The Thai-language version, written at the end of the 18th century, adds an episode in which a voluptuous mermaid, daughter of Ravana – here called “Ten Heads” – ends up falling in love with Hanuman, when what she should have done was kill him

The revitalization of khon in Thailand has had the kind of funding and patronage that only the royal stamp guarantees. Giant robots of the protagonists, on which the actors parade, increase the spectacle and win new audiences.

They recently had the idea of ??turning the depository of these baluernes, as well as the adjacent teaching spaces and where the masks, dresses or accessories are made, into a “living museum”, according to its manager. All About Khon, it’s called.

The Government considers that in this way it has not only encouraged the farandula, but also a legion of artisans, jewelers and specialized tailors. A single dress, full of rhinestones, requires two months of work.

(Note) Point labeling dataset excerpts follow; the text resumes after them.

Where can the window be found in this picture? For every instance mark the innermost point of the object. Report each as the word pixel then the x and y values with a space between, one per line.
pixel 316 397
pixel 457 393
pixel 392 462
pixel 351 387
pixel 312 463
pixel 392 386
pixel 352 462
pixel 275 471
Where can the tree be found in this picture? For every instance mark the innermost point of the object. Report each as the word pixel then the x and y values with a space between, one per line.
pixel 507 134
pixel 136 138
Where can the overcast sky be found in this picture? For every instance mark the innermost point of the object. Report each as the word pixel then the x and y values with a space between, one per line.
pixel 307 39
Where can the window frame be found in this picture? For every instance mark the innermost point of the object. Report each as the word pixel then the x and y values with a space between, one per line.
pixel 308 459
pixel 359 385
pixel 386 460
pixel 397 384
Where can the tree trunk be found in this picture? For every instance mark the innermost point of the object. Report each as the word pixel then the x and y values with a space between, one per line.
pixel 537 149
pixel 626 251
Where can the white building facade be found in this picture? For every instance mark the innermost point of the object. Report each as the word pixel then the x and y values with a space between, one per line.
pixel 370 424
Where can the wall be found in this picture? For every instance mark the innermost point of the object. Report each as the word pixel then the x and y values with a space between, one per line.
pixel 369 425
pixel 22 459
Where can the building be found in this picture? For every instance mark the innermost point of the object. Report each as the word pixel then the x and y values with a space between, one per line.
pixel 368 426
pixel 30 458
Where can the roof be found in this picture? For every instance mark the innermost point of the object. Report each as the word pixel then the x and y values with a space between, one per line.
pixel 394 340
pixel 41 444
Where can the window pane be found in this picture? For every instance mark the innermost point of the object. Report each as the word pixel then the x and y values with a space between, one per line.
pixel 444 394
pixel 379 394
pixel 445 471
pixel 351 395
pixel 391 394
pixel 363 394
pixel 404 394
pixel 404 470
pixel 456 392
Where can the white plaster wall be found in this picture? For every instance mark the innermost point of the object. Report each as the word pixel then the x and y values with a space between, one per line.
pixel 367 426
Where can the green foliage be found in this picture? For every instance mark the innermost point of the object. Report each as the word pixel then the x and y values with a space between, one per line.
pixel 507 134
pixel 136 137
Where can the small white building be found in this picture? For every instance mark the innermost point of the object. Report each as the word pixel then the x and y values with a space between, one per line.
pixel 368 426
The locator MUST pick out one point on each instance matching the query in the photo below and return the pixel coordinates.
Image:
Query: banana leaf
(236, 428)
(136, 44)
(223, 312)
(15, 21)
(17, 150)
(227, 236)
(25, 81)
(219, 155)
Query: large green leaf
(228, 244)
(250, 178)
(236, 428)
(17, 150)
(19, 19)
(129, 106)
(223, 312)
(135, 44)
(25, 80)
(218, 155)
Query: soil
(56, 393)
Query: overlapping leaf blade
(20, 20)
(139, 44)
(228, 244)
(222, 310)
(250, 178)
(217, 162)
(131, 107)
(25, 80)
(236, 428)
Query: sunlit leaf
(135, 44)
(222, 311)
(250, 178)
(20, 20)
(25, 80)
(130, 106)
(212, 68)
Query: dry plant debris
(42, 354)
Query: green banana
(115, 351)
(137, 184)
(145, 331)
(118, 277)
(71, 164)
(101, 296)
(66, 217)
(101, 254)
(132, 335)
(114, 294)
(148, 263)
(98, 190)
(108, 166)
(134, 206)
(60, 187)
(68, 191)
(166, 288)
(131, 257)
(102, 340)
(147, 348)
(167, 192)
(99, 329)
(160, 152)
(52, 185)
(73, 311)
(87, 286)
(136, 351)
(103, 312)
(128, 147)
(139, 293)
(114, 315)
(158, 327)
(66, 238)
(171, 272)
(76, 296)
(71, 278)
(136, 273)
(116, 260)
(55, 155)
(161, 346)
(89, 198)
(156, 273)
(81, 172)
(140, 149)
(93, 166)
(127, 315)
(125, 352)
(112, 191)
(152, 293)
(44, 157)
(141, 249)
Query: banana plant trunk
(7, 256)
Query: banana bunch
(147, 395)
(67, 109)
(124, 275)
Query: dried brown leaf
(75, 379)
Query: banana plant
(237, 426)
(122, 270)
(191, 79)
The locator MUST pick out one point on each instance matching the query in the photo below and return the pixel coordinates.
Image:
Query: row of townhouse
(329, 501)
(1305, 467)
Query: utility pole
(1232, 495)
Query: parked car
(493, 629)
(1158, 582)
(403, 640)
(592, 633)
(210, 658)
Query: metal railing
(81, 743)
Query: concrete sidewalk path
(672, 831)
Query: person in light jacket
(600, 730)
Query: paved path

In fact, the pandemic cooled the recovery of the khol, a show with 250 dancers and 40 musicians. But it allowed to put more emphasis on the craft part.

The nature of the khon is a matter of State, which is why the diplomatic corps in Bangkok was invited to the center the day before yesterday. In October, the blockbuster will be performed for a whole month at the Cultural Center of Thailand, in Bangkok.

Just as the inscription of Preah Vihear on the Unesco World Heritage List spurred Thai nationalism, a decade later, it was Cambodia’s proposal to recognize khol as an intangible heritage that accelerated Thai demands. Fortunately, Unesco recognized khon and khol simultaneously, in 2018. To dance and to fight, two are enough. To make peace, sometimes, too.